A federal appeals court on Tuesday told the Energy Department to stop collecting nuclear waste storage fees from electric utilities that run nuclear reactors.

The U.S. Court of Appeals for the District of Columbia said the $750 million in fees the DOE collects from utilities each year is unjustified because the federal government has not approved a permanent nuclear waste storage site, the construction of which the fees are supposed to finance.

Writing for the court, Judge Laurence Silberman said collection of the fees was not "legally adequate," largely because of the stalemate over the proposed Yucca Mountain nuclear waste repository in Nevada.

The fees, a one-tenth of 1 cent per kilowatt-hour surcharge paid by utilities that operate the nation's 100 commercial reactors, go toward a Nuclear Waste Fund to build a permanent waste site. It currently has about $28 billion that cannot be touched because there is no long-term storage location.

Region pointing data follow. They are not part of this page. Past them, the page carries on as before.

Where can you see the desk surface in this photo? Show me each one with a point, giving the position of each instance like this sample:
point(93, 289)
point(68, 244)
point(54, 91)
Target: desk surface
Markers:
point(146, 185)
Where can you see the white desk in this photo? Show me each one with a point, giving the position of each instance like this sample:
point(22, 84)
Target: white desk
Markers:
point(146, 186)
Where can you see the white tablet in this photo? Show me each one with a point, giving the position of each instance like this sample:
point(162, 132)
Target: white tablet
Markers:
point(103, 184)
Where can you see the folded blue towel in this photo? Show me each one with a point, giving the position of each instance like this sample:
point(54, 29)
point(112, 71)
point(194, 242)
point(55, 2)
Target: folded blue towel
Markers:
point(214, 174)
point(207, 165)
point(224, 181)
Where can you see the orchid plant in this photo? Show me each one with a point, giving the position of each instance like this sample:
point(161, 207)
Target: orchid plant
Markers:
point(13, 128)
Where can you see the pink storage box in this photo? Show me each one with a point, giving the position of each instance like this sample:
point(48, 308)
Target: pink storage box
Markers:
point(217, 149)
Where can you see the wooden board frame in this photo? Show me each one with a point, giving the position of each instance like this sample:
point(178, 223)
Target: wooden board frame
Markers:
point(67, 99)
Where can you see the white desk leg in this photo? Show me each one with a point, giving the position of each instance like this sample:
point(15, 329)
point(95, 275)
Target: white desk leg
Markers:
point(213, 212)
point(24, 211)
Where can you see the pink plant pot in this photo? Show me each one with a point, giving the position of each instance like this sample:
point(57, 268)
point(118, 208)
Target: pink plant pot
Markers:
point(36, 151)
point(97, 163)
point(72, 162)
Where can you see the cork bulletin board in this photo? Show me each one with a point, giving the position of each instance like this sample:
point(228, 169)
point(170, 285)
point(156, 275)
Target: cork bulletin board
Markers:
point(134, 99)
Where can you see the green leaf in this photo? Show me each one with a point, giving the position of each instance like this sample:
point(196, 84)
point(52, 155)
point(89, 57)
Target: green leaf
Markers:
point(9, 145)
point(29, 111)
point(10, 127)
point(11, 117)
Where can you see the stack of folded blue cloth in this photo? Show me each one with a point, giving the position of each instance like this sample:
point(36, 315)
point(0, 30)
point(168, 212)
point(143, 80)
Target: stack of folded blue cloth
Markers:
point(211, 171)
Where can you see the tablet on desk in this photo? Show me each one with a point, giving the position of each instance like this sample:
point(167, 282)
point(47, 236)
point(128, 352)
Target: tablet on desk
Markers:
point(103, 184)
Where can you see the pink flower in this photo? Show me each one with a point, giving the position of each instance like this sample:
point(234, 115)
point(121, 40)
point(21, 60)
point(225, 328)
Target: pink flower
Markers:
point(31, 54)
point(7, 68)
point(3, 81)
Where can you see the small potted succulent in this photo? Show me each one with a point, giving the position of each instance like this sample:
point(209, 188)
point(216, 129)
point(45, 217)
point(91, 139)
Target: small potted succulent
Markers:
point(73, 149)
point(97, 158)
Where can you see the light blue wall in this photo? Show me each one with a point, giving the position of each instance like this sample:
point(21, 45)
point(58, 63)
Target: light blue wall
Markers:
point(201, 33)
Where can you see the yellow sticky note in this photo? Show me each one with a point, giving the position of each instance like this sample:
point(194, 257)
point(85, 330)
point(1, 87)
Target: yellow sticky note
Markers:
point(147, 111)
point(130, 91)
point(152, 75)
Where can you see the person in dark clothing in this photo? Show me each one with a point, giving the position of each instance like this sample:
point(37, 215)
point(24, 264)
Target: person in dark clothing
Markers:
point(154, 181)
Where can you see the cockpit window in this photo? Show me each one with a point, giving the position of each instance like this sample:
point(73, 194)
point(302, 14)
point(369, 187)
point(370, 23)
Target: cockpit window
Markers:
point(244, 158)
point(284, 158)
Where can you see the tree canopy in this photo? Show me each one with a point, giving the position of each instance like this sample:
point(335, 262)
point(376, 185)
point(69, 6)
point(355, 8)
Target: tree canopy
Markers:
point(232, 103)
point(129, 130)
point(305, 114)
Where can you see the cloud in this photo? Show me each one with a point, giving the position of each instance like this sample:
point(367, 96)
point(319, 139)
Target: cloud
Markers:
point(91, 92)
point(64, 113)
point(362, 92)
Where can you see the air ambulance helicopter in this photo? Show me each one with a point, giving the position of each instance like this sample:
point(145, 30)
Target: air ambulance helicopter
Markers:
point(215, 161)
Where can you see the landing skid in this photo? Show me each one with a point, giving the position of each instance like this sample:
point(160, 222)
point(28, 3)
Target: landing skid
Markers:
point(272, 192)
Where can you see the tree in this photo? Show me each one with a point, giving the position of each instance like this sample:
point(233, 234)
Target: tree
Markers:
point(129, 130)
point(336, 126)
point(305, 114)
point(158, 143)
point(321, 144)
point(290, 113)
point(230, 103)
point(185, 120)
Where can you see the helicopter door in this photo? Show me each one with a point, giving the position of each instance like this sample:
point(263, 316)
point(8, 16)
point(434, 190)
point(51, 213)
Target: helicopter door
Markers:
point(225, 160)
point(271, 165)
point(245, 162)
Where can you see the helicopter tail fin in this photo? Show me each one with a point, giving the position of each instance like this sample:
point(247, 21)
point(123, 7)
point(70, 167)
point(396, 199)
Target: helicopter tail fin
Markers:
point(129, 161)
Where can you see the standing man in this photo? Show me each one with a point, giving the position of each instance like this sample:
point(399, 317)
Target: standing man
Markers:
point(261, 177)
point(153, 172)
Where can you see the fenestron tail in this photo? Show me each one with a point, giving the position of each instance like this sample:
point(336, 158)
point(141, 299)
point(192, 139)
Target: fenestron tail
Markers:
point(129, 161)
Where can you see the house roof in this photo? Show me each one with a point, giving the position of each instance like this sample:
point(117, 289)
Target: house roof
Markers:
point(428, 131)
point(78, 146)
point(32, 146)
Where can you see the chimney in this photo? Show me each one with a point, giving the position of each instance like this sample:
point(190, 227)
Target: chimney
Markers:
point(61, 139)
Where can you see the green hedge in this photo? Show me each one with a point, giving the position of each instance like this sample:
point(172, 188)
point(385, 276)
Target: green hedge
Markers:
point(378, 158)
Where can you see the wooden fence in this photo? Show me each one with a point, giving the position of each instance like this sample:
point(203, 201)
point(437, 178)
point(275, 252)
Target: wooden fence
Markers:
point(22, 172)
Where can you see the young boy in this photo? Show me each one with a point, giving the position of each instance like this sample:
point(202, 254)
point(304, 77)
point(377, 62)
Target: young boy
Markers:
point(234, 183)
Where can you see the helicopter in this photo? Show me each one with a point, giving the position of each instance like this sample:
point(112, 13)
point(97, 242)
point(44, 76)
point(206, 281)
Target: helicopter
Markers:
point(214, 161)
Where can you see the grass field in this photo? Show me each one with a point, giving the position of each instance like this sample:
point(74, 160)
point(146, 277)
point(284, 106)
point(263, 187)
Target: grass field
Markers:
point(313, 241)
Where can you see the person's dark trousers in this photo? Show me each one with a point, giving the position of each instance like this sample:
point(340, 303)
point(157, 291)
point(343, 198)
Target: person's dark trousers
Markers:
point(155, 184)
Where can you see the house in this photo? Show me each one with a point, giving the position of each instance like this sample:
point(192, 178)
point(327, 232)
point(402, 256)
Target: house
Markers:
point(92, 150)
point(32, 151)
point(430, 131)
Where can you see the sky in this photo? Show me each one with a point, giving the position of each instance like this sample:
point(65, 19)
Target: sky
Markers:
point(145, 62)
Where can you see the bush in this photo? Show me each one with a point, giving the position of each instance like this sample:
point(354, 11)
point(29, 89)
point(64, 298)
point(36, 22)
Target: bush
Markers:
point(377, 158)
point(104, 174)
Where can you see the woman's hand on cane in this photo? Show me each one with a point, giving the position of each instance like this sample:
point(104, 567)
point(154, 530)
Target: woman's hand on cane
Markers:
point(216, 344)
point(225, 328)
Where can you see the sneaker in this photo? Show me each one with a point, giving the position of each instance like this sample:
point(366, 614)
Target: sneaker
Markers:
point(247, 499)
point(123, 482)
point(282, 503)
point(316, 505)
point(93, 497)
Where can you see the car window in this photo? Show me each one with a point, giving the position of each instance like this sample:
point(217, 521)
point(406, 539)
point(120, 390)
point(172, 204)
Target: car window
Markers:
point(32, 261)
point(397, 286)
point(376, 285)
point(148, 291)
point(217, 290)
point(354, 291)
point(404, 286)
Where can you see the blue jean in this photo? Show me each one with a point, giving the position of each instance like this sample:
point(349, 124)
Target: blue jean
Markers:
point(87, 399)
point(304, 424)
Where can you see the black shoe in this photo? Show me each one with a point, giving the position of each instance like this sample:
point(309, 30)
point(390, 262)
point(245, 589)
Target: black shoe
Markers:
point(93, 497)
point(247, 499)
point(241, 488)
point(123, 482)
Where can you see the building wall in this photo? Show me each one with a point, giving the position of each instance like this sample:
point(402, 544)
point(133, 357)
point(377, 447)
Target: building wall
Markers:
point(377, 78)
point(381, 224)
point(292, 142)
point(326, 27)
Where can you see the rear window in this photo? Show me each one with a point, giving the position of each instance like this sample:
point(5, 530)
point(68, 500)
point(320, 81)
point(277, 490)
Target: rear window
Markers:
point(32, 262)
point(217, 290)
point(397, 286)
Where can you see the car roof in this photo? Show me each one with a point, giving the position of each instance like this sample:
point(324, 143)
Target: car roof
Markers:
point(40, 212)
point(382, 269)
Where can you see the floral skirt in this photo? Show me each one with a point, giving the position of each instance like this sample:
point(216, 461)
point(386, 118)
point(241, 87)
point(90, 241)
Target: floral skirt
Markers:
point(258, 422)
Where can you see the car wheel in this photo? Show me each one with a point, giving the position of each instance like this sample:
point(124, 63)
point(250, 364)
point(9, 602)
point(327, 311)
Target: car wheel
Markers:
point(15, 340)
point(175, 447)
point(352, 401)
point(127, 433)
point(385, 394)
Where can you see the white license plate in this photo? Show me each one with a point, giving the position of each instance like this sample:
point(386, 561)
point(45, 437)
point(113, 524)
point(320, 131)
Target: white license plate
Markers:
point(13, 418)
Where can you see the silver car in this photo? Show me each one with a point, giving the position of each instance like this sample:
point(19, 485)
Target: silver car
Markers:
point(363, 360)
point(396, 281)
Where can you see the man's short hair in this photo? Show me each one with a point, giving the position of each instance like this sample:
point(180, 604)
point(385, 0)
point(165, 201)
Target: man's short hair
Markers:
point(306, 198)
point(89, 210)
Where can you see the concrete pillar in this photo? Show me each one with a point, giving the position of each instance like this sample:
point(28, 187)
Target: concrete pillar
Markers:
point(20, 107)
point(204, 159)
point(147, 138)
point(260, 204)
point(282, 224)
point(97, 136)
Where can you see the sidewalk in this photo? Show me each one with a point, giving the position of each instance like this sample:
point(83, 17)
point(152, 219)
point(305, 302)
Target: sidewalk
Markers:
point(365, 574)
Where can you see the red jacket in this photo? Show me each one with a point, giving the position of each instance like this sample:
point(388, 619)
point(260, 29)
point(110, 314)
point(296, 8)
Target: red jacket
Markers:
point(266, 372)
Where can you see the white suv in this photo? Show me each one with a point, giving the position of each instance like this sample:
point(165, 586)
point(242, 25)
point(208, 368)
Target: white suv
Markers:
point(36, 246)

That's partly because the federal government has yet to rule on whether Yucca can safely store waste in the long term. A 1982 federal law says the government must evaluate whether Yucca can perform that function.

Silberman said that the fees would remain suspended until the federal government complies with that law or passes a new nuclear waste law that goes around Yucca.

The National Association of Regulatory Utility Commissioners, which filed the lawsuit against DOE, applauded the court ruling, saying it made little sense to pay into the fund while the stalemate over Yucca persists.

"Putting aside the political dispute about the proposed Yucca Mountain facility, nuclear power ratepayers should not be charged for a program the federal government has closed down. Thankfully, because of today’s actions, nuclear power consumers will no longer have to pay for the government’s mishandling of this program," said Charles Gray, the group's executive director.

The ruling comes after the Nuclear Regulatory Commission, which oversees licensing of commercial reactors, announced Monday that it would restart its review of the controversial Yucca site in response to an order from the same appeals court.

The NRC, with the support of President Obama, had suspended reviews of Yucca in 2009, saying it didn't have enough money to finish the review. The federal appeals court in August said that didn't matter, as the commission's failure to complete the assessment violated federal law.